Yet another Compiler Compiler – Andrew Birkett's blog

If you are ever foolish enough to wake one day and think “I’m going to write a compiler for the FooBar language”, you will soon find yourself well acquainted with the “FooBar Language Specification” document. In theory, this document tells you exactly what a program can look like, and how all the bits work. When you start writing the compiler, you’ll spend a lot of time checking little details in this document.

Boring, huh? You have the Holy Grail of Software Engineering (a complete and accurate specification!) but yet you’ll still need to read it, chew over it for a while, and then spend a good few months whacking keys like a little code monkey. If you watch someone write a compiler, they’ll read a bit of the specification, make some changes to the compiler, then repeat ad nauseum. What thought processes are going on in their head to convert this specification document into a compiler? Can’t we get the computer to do all the hard work, so we can spend our time doing more fun things?

Let’s look at our raw materials. The definition of a language is a quite a hard thing to specify. It has to be very precise, so that compiler writers have a clear understanding of how the language works. Compiler writers have a hard job, especially dealing with all the corner cases and edge conditions. One of these days, someone using their compiler is going to try to write a program which uses a hellish mixture of overloading, inheritance, template specialization and inline assembly — and they’ll (quite reasonably) expect that the compiler is going to handle it and keep on smiling.
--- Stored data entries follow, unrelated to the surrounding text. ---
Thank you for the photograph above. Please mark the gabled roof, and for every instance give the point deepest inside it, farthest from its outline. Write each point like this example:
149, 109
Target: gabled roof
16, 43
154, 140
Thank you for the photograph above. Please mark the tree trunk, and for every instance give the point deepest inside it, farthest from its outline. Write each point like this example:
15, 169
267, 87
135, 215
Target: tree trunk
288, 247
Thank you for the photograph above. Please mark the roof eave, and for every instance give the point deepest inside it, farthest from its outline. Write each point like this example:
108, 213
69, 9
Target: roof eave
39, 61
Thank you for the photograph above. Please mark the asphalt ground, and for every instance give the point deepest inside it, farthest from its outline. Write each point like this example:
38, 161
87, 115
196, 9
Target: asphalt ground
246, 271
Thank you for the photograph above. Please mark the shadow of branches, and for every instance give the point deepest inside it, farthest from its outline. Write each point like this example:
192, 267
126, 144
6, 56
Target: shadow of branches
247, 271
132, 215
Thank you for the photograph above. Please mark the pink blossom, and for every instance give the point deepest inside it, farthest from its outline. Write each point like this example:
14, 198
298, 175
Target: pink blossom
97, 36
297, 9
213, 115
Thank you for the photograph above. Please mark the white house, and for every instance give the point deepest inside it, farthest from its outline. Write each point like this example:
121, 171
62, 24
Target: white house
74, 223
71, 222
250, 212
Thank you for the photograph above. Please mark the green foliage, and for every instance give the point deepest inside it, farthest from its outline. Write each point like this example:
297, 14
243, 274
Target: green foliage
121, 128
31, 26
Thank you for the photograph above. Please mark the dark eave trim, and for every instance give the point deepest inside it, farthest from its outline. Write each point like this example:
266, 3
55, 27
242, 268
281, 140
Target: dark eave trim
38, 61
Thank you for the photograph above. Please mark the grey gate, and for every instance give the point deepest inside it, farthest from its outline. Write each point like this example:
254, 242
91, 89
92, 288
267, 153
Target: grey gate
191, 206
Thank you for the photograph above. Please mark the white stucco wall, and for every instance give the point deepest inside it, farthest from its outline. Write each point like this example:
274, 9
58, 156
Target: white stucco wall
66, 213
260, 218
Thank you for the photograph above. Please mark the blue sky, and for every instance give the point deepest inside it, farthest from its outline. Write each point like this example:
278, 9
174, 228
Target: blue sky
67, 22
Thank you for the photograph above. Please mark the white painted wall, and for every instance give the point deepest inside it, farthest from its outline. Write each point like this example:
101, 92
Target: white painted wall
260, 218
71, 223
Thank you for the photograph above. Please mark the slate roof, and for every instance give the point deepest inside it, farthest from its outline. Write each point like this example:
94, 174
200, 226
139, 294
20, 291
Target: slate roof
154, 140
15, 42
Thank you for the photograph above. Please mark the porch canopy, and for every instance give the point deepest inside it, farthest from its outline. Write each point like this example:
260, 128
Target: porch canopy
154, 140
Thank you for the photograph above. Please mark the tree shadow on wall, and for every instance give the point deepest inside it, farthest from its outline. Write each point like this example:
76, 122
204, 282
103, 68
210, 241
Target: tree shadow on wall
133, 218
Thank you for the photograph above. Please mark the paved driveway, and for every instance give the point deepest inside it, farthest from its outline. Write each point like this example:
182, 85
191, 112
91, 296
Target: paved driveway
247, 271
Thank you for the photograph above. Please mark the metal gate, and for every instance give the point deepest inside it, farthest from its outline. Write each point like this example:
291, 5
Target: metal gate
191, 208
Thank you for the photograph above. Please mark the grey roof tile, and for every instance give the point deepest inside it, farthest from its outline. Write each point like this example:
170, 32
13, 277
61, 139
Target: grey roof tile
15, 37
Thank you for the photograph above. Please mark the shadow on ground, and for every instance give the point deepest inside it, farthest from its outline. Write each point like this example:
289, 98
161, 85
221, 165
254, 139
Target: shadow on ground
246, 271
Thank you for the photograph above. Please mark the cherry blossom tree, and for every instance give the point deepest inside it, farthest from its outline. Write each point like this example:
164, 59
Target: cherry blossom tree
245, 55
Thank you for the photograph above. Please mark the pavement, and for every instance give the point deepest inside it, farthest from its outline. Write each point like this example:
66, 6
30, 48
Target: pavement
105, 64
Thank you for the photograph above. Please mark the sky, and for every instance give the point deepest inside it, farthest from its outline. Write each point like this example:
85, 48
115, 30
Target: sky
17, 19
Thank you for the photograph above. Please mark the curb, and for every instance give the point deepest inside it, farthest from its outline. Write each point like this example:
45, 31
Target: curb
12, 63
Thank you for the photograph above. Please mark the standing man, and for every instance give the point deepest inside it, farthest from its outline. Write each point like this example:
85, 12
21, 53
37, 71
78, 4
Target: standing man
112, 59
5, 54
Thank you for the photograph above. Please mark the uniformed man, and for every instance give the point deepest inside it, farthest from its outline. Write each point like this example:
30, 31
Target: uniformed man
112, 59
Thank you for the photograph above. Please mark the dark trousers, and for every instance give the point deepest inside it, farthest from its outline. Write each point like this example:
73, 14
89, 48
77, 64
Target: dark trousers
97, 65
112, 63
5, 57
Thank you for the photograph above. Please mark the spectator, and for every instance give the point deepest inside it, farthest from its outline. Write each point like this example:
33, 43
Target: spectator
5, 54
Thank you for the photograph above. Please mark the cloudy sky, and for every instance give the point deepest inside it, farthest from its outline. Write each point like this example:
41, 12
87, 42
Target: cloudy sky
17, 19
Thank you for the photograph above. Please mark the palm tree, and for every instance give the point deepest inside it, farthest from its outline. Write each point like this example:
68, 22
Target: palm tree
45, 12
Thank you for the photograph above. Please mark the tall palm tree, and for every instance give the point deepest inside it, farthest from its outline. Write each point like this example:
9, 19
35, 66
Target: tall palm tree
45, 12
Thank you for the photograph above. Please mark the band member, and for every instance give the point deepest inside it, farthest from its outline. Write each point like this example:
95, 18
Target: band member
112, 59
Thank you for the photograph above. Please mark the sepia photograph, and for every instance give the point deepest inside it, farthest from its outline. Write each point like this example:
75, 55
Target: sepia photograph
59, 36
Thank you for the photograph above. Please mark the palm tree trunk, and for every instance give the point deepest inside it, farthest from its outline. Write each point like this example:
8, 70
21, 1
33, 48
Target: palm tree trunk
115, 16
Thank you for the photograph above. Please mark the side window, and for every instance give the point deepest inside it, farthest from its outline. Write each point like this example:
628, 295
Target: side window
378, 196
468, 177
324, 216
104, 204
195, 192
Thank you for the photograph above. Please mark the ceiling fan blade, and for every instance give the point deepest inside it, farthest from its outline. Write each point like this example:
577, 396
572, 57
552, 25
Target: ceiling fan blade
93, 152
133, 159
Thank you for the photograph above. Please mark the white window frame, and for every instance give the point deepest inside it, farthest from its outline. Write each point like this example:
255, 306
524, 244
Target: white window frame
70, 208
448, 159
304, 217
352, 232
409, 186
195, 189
A precise specification is not necessarily a good specification though. Just think of the instructions you get with flat-pack furniture. They do tell you exactly what to do – “Insert bolt (1) through part (2), using nut (3)” – but they don’t convey the spirit of the procedure. It reminds of the discussion in Zen and the Art of Motorcyle Maintenance where the author describes an analytical description of a motorbike (“a motorbike consists of a power assembly and a running assembly. The power assembly consists of .. yada, yada”). Such a description manages to tell you what a motorbike is, without ever conveying what a motorbike is. Hmm, just go read the book – it had a big effect on my life.
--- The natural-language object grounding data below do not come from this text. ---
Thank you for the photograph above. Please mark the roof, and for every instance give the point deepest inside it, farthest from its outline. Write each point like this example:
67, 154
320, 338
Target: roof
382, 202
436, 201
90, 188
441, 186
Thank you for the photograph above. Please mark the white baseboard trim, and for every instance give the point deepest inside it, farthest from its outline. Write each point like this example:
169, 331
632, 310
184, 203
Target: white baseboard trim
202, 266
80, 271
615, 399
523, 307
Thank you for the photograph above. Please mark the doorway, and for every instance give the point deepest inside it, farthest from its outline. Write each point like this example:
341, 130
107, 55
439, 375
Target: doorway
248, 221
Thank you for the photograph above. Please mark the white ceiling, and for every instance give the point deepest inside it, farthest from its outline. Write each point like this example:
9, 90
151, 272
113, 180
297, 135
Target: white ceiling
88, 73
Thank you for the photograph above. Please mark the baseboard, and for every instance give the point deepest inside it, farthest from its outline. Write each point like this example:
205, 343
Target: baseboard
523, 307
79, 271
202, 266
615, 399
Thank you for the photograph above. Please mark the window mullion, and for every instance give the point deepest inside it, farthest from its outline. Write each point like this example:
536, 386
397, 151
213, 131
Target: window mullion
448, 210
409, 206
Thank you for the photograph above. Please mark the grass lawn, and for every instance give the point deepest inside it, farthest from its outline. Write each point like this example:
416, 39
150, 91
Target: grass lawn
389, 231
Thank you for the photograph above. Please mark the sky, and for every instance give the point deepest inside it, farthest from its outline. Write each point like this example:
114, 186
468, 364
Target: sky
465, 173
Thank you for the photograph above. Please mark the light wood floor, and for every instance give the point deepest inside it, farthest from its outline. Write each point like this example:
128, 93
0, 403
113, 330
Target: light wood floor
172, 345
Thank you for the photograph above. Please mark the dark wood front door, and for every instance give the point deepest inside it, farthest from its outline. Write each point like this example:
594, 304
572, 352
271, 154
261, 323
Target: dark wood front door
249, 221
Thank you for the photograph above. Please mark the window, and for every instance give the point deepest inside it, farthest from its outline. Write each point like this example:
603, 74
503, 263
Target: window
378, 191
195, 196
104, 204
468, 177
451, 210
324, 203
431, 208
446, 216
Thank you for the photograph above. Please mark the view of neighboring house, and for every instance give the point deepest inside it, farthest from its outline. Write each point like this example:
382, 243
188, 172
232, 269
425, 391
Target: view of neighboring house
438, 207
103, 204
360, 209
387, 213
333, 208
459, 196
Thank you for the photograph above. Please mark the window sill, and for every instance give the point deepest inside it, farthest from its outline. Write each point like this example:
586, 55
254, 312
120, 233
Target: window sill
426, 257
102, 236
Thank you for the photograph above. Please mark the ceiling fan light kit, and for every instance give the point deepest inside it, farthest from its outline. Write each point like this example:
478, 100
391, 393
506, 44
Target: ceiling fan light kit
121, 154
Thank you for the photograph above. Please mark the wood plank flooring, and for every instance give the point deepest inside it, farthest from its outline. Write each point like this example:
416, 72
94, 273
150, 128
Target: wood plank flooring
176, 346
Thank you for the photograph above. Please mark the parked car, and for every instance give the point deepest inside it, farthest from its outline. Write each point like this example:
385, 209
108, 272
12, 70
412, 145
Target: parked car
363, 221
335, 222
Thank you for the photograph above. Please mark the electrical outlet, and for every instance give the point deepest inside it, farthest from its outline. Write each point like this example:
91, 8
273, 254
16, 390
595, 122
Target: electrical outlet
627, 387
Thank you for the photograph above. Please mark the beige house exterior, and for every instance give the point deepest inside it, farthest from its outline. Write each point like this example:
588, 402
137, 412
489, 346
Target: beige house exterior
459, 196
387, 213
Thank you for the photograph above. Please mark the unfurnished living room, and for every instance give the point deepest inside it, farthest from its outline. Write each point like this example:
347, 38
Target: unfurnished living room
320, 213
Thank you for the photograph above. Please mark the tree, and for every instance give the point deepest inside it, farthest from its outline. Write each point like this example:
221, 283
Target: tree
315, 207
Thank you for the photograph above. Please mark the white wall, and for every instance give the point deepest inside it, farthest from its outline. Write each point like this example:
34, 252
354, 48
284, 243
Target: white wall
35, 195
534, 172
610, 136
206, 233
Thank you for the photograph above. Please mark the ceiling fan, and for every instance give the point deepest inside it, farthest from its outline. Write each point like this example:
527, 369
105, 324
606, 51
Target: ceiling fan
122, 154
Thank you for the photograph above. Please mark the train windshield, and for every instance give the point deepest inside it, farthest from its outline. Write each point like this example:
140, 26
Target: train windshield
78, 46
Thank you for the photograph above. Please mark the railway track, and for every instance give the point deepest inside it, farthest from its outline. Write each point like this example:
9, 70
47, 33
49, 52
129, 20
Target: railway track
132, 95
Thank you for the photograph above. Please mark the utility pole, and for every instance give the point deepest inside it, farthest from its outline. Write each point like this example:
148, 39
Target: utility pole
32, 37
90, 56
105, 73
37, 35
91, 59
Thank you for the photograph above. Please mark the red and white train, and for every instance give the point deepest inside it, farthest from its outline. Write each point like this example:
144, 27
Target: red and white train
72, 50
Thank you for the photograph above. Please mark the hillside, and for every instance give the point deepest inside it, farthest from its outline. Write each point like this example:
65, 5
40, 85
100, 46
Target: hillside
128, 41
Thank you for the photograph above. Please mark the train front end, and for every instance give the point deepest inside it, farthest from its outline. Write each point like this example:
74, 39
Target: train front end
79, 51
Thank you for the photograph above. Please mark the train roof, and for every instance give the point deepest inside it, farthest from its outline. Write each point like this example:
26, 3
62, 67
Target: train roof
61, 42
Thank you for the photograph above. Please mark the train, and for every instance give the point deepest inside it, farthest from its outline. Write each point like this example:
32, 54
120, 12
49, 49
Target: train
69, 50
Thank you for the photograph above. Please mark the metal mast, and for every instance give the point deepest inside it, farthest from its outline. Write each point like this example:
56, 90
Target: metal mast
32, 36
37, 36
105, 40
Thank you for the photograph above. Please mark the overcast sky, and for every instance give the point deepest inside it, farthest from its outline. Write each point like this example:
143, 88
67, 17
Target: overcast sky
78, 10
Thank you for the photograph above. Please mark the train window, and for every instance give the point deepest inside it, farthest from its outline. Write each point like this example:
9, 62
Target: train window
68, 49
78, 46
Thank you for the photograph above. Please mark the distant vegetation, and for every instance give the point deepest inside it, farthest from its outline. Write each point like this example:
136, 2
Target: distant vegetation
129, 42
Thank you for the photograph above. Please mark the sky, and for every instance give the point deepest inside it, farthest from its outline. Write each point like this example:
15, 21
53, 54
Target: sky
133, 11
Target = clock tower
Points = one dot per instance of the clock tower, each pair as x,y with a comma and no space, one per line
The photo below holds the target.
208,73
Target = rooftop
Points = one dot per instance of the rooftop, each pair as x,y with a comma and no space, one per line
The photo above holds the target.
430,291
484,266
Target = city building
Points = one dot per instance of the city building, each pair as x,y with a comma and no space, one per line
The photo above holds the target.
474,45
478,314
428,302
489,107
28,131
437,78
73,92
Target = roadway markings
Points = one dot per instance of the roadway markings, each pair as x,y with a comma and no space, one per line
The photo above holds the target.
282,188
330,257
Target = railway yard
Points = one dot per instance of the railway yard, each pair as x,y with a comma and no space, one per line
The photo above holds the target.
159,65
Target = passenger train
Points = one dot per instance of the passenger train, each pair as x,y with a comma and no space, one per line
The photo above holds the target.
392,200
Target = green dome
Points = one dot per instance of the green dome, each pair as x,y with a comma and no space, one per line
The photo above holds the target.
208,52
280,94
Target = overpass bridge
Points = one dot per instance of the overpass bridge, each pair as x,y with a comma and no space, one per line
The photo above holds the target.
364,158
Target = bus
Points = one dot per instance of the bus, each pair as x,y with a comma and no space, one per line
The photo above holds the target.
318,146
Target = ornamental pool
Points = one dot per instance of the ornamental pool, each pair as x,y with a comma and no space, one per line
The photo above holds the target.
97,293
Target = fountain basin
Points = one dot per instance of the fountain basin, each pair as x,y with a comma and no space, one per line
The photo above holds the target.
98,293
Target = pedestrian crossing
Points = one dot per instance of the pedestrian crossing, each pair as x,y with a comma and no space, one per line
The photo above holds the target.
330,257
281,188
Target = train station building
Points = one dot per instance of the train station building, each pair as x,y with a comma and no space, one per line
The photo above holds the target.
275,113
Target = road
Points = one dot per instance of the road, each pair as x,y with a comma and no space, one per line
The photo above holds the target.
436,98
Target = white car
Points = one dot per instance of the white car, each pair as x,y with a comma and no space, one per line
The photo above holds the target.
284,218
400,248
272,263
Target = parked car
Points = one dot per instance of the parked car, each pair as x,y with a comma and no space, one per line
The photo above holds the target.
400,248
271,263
Uhh, let’s get back on course. Languages like “C” were created for pragmatic reasons – to get the job done (writing unix). Later, when the language got more popular it became important to create a formal specification, so that you could guarantee that each “C compiler” on the market will behave in the same way. So, while there is a language specification document for C, it is somewhat of a retrofit. Other languages, such as ML, have progressed along with their specification from early days.

If you read through the specification document for Java or C or C++ you’ll quickly notice that it’s written in english. Certainly, it’s a technobabble version of what you or I speak, more reminiscent of the ZATAOMM quote above than anything you’ll hear in the pub. But, it’s english nonetheless. And, as anyone with a longterm partner will know, english is an ambiguous language. This is just asking for trouble. Compiler writers loose sleep over phrases like “should not” and “must not”. Even worse, when you try to use english in a very precise way, you risk making it a complete impediment to understanding.

Besides, our original plan was to get a computer to write a compiler for us. Computers aren’t very good at understanding english, so we’re unlikely to have much success with languages where the specification is written in engrish.

Fortunately, some clever language designers have thought to use something better to describe their language. For example, the creators of Standard ML use a formal notation called “natural semantics” to describe the meaning of ML programs. Cunningly, you have to buy their book to see it (or live near to a Uni library), but this notation enables them to elegantly and concisely describe the whole of the language in a single slim booklet.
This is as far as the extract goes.